This article was originally published in Global Trade Magazine on April 20, 2018
By Bernie Hart, Vice President in Livingston International’s Global Trade Management Practice
The threat of a US NAFTA withdrawal has significantly dissipated in recent weeks, giving way to optimism and a sense of relief among those corporations that spent more than a generation making investments into expansive continental supply chains.
While widespread relief from America’s biggest industries and corporations would have been unsurprising, the response thus far has been somewhat muted. Perhaps that’s because many of them predicted and quietly expected the negotiations would ultimately leave the trade landscape relatively unaltered.
Recent research by Livingston shows two-thirds of large businesses across the US and Canada believed the negotiations would either be successful or would linger for an extended period until policymakers ultimately agreed to leave the agreement unchanged.
To their credit, a healthy contingent of large businesses that currently make use of NAFTA chose not to take a wait-and-see approach and began developing contingencies in the event of a worst-case scenario (i.e. a US withdrawal from NAFTA).
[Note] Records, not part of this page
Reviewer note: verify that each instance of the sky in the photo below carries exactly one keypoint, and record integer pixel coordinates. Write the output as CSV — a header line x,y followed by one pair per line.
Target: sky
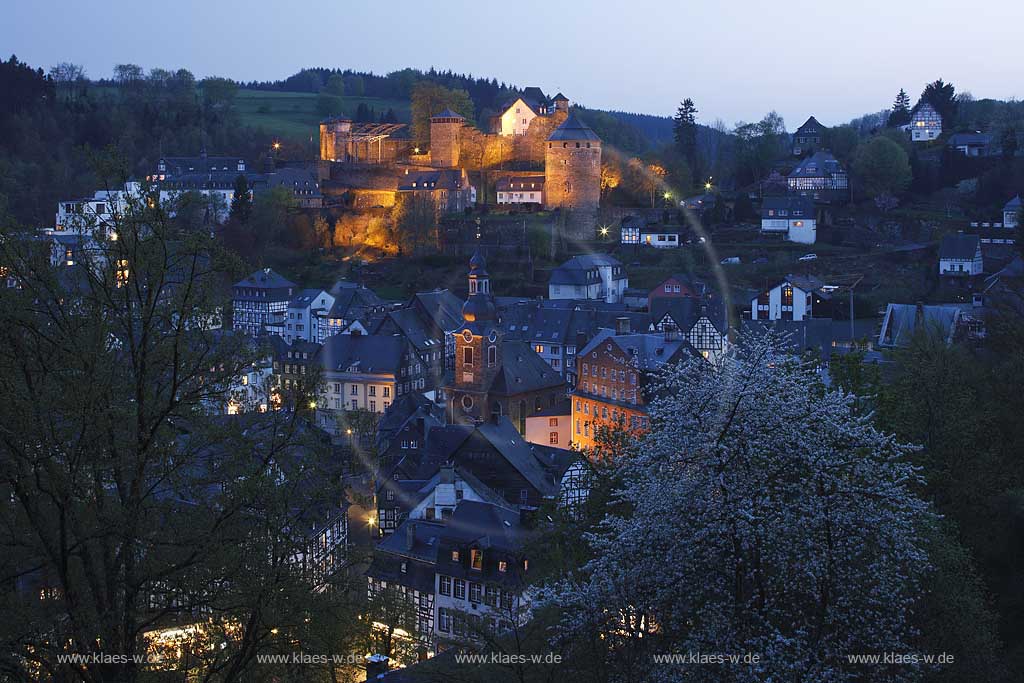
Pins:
x,y
736,59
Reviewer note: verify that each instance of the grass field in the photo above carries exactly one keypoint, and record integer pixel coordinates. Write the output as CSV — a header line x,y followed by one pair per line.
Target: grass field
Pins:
x,y
293,116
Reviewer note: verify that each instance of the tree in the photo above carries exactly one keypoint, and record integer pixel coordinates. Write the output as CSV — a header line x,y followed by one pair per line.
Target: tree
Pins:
x,y
942,96
242,202
335,85
129,504
761,514
219,92
684,130
128,74
1009,143
328,104
882,167
430,98
900,114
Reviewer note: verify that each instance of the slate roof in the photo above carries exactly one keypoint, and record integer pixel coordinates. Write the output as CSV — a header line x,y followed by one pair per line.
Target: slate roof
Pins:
x,y
818,165
522,371
812,123
445,179
365,353
796,206
563,321
580,269
266,279
685,311
446,113
901,321
649,351
815,334
958,247
970,139
443,308
573,130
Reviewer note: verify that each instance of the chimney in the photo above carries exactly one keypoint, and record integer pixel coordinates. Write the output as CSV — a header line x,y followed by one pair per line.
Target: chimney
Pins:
x,y
376,667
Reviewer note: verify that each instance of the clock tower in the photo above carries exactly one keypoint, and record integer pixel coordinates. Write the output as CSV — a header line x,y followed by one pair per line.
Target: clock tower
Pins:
x,y
478,350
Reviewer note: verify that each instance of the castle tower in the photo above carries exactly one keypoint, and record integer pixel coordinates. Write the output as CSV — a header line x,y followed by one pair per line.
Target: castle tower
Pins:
x,y
335,134
445,131
572,167
478,349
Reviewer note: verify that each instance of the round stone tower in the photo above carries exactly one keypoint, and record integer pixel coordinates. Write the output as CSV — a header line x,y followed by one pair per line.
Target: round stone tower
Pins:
x,y
445,131
572,167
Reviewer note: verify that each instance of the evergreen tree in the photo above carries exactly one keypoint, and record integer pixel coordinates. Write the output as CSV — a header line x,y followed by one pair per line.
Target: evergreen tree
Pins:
x,y
685,131
901,110
242,203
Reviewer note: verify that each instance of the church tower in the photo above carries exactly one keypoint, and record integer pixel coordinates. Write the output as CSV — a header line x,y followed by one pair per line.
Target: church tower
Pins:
x,y
478,350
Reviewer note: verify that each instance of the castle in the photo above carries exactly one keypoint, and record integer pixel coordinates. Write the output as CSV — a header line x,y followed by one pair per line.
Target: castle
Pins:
x,y
530,133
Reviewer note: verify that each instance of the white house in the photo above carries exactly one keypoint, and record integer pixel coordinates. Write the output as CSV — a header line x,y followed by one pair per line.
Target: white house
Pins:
x,y
520,189
307,310
589,276
793,217
926,123
1012,212
960,256
793,299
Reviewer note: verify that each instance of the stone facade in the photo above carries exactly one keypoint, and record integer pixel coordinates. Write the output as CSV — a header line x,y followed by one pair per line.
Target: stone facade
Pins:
x,y
572,168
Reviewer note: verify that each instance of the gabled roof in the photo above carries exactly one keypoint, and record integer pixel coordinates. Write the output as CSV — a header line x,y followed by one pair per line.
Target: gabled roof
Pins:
x,y
518,453
648,351
523,371
685,311
361,353
266,279
573,130
442,307
960,247
970,139
580,269
448,114
818,165
812,123
791,203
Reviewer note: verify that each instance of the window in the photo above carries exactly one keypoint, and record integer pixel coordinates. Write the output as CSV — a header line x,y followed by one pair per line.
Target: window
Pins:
x,y
443,620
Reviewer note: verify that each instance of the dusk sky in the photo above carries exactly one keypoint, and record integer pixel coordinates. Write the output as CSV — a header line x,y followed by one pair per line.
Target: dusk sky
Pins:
x,y
736,59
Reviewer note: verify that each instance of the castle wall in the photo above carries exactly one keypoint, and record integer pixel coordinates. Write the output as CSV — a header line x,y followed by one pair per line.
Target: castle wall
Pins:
x,y
572,171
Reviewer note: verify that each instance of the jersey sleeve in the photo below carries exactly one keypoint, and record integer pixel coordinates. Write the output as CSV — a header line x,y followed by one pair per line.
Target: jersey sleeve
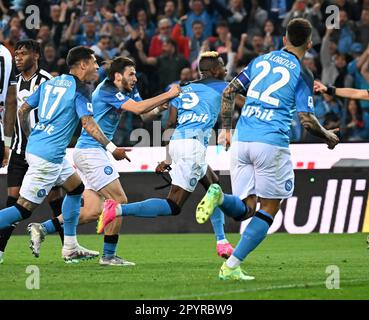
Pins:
x,y
136,95
244,77
176,102
83,105
12,79
34,99
304,94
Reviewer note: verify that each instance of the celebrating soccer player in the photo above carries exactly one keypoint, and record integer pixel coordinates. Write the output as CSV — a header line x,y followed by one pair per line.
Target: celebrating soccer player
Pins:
x,y
277,86
196,111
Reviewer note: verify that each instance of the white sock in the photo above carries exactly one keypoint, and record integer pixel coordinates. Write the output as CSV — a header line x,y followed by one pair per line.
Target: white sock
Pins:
x,y
70,242
232,262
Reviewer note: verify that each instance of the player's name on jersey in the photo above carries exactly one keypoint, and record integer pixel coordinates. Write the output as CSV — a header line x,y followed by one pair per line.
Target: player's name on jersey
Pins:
x,y
193,117
266,114
282,61
63,83
48,129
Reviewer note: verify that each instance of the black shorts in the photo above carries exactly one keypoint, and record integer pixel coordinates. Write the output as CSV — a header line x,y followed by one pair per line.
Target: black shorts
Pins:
x,y
17,169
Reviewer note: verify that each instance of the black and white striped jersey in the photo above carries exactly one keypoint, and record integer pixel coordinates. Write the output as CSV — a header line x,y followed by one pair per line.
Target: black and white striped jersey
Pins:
x,y
25,88
7,78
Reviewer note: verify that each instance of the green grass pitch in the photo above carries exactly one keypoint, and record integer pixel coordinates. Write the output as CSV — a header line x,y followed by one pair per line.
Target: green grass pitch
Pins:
x,y
185,266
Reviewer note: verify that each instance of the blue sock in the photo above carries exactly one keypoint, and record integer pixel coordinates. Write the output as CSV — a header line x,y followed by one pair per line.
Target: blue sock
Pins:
x,y
149,208
8,216
217,220
234,207
70,208
254,234
110,245
49,227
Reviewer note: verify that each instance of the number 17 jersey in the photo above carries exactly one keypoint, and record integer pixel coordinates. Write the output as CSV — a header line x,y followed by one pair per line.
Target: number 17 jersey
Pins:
x,y
277,86
61,102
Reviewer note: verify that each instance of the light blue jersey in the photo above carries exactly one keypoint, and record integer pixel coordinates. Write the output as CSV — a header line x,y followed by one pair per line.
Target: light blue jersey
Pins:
x,y
278,86
198,108
61,102
107,102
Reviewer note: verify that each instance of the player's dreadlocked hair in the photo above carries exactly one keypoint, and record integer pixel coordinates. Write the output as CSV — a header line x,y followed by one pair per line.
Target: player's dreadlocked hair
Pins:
x,y
208,60
29,44
118,64
299,31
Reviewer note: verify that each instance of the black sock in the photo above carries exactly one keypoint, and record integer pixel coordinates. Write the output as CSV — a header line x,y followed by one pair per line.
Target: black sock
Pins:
x,y
56,208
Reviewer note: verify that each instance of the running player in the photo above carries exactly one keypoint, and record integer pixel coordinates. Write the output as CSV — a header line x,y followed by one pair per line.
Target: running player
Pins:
x,y
9,103
115,94
196,112
62,101
27,54
277,86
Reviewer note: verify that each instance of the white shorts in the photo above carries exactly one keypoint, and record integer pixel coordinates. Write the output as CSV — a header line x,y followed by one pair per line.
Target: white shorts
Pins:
x,y
42,176
261,169
189,163
95,168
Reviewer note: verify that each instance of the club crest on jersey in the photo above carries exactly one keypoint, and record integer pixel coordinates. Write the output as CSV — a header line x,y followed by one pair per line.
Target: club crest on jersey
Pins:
x,y
41,193
120,96
108,170
288,185
310,102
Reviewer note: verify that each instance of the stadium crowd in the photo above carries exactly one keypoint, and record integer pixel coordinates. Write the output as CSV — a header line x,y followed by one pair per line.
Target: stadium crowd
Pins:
x,y
166,37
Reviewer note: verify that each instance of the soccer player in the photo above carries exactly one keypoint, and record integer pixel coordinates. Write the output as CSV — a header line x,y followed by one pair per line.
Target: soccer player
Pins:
x,y
117,93
196,112
62,101
277,86
9,103
27,54
350,93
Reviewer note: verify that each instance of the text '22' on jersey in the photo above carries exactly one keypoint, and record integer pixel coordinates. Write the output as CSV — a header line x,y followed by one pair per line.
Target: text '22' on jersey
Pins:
x,y
61,102
198,107
278,86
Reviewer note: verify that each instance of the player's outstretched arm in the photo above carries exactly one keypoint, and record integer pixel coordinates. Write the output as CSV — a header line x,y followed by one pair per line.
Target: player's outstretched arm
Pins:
x,y
312,125
23,114
350,93
149,104
9,121
93,129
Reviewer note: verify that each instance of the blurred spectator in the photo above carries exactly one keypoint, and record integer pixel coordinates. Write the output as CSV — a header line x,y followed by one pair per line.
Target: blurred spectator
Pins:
x,y
199,12
362,28
235,14
334,64
272,40
357,123
156,44
256,19
143,22
345,35
169,64
359,81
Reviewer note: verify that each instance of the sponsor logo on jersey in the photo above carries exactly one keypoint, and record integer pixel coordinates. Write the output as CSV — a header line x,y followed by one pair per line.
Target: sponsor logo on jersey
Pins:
x,y
108,170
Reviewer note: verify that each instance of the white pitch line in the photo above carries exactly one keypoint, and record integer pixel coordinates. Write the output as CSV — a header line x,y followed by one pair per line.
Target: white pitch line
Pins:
x,y
271,288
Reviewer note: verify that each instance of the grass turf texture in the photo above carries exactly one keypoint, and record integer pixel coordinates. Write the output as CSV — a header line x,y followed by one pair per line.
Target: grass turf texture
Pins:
x,y
185,266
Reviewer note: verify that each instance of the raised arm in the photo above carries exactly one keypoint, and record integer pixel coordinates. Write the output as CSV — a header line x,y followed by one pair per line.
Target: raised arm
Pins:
x,y
350,93
149,104
23,114
312,125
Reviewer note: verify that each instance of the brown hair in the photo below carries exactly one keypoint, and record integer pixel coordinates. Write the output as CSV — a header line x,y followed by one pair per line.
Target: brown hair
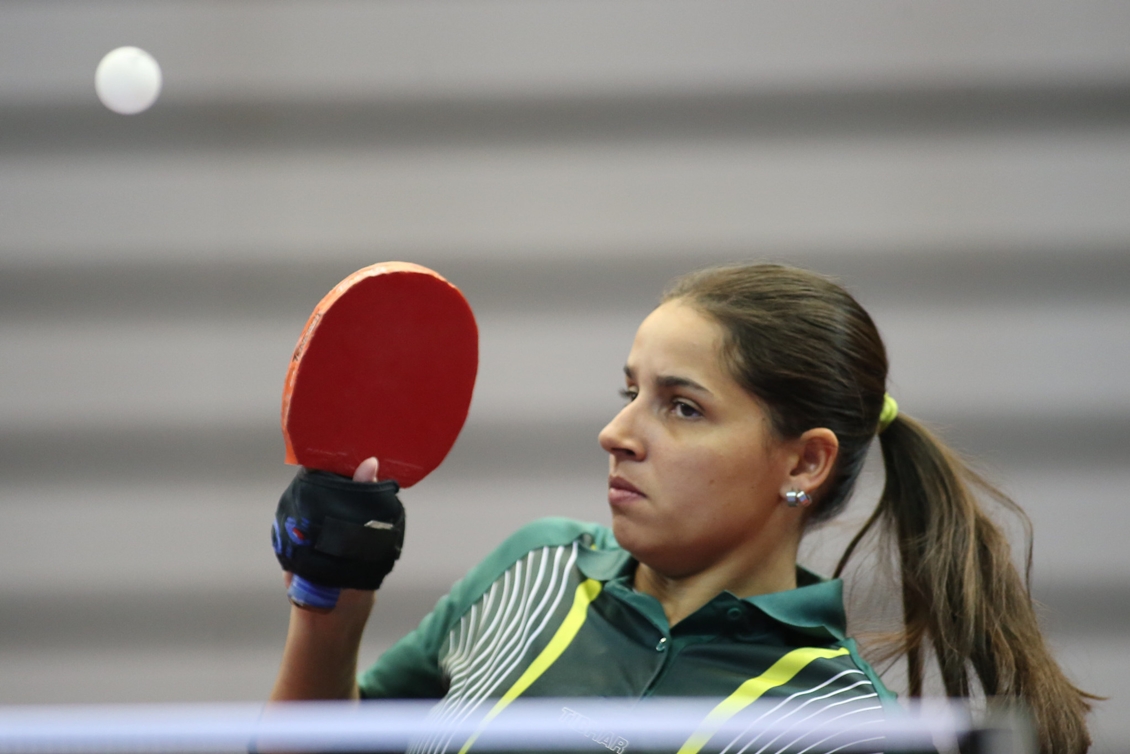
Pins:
x,y
807,349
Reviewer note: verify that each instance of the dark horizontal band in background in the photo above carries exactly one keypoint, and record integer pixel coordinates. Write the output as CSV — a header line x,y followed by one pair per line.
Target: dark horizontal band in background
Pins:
x,y
139,620
631,116
559,282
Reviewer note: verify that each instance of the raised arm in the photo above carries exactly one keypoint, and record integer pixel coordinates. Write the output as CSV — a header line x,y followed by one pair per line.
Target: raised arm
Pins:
x,y
320,658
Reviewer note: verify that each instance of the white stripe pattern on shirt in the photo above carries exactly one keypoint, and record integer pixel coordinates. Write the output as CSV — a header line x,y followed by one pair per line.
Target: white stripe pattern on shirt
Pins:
x,y
496,633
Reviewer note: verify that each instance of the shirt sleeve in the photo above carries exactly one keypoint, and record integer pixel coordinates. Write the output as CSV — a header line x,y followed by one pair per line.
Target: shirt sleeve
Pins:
x,y
410,668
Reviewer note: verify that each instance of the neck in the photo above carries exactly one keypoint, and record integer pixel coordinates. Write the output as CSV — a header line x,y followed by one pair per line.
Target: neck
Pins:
x,y
683,595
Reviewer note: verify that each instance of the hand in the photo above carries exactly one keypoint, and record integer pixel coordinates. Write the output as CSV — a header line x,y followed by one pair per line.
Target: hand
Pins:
x,y
353,598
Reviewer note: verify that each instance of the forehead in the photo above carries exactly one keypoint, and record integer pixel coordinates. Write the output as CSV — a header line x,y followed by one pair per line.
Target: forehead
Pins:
x,y
677,339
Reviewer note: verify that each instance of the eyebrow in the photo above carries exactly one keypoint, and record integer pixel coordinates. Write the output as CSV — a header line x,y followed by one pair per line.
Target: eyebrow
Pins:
x,y
670,381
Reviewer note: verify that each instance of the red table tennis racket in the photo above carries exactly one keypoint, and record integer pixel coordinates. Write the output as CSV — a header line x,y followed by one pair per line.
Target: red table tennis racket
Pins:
x,y
385,366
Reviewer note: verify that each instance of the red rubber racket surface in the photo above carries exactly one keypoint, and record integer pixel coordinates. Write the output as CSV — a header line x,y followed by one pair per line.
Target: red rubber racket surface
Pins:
x,y
384,366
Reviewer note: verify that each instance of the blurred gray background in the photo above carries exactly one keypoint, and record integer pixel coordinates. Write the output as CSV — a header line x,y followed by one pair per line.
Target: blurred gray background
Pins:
x,y
963,166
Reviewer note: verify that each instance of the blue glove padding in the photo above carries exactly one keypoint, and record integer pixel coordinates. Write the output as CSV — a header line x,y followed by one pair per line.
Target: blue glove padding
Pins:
x,y
337,533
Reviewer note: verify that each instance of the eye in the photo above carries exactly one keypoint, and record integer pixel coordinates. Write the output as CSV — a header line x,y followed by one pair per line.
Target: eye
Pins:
x,y
685,409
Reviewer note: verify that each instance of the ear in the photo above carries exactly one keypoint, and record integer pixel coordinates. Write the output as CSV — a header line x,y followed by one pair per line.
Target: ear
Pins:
x,y
813,458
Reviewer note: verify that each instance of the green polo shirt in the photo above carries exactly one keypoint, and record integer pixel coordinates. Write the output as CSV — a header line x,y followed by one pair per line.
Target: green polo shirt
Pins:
x,y
553,613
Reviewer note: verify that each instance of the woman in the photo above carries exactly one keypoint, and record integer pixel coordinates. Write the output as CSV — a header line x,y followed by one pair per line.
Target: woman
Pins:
x,y
753,395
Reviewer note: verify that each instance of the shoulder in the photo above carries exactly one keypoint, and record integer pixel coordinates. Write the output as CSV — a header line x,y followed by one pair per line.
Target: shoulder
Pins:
x,y
410,668
537,535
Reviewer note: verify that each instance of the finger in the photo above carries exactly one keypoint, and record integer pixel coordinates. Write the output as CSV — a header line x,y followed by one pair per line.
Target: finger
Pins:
x,y
366,471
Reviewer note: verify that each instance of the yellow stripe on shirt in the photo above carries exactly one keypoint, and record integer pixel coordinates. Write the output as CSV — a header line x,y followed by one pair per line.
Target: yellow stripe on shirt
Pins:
x,y
585,592
779,674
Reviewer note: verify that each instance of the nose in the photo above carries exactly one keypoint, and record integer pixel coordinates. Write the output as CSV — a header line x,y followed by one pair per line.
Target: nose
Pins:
x,y
619,436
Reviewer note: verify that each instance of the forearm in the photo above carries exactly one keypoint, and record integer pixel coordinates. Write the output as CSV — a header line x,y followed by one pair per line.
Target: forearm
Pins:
x,y
320,659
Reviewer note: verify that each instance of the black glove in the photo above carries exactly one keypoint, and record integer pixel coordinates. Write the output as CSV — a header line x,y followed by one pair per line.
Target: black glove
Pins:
x,y
338,533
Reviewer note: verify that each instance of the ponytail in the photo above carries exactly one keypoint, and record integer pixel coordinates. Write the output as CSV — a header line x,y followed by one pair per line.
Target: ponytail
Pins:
x,y
961,590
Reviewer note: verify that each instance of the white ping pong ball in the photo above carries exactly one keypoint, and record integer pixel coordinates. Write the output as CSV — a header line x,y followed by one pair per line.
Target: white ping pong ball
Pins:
x,y
128,80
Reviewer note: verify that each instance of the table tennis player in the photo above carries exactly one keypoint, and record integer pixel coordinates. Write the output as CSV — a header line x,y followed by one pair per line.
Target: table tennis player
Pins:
x,y
753,393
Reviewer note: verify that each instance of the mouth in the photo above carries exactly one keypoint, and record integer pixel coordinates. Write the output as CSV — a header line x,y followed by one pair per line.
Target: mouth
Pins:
x,y
620,492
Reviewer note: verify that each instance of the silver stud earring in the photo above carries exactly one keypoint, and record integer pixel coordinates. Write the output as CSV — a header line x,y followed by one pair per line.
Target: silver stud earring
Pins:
x,y
794,497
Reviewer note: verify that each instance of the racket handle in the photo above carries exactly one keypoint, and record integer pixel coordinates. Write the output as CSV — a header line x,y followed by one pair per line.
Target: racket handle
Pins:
x,y
311,596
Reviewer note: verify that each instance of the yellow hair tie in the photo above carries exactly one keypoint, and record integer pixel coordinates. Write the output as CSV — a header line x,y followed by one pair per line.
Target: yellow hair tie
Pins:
x,y
888,413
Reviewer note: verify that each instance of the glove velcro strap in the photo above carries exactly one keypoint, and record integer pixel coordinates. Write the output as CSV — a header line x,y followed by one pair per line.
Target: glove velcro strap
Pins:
x,y
361,542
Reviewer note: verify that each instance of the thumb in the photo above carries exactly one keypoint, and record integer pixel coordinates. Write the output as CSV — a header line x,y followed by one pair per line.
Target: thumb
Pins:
x,y
366,471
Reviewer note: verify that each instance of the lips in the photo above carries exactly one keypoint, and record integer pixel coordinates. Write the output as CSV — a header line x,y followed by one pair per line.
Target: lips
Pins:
x,y
622,492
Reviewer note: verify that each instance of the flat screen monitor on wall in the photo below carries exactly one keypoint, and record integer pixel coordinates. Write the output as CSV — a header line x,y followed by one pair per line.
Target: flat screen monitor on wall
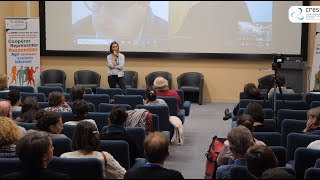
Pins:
x,y
213,29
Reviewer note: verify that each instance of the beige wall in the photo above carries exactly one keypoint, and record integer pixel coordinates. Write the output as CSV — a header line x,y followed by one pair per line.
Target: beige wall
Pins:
x,y
224,79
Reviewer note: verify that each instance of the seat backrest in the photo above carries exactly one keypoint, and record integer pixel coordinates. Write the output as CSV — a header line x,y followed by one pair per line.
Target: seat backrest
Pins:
x,y
10,165
135,91
132,100
109,91
61,145
304,159
104,107
28,89
296,140
78,168
153,75
291,125
119,149
190,79
40,96
131,79
53,76
87,77
269,138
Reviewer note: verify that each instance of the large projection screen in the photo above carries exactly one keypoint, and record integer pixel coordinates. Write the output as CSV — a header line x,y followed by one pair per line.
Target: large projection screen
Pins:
x,y
231,29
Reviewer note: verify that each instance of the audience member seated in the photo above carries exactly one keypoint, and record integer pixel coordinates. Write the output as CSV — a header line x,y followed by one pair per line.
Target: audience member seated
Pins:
x,y
282,83
258,159
256,112
29,109
162,87
35,151
15,99
116,131
86,144
240,139
57,103
4,83
9,136
313,123
49,122
226,154
77,92
80,109
6,111
156,149
276,173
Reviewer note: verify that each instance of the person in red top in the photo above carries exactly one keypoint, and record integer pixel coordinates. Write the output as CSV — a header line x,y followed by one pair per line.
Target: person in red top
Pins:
x,y
162,87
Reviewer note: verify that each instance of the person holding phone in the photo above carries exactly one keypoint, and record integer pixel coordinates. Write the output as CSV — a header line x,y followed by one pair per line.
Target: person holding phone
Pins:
x,y
116,62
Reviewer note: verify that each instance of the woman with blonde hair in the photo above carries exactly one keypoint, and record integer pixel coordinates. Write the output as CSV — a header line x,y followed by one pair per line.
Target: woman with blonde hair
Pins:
x,y
9,136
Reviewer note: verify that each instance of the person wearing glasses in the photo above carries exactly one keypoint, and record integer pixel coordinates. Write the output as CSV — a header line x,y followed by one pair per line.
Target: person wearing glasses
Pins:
x,y
129,21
But the percentage of big business planning for the worst isn’t as great as one might think. Only 18 percent said they have developed contingency plans, while just more than half said that while they were concerned about a potential negative outcome, they had only a general sense of how a U.S withdrawal might affect their business and weren’t yet making contingencies. An additional 18 per cent said they hadn’t considered the outcome of the negotiations or the impact to their business at all.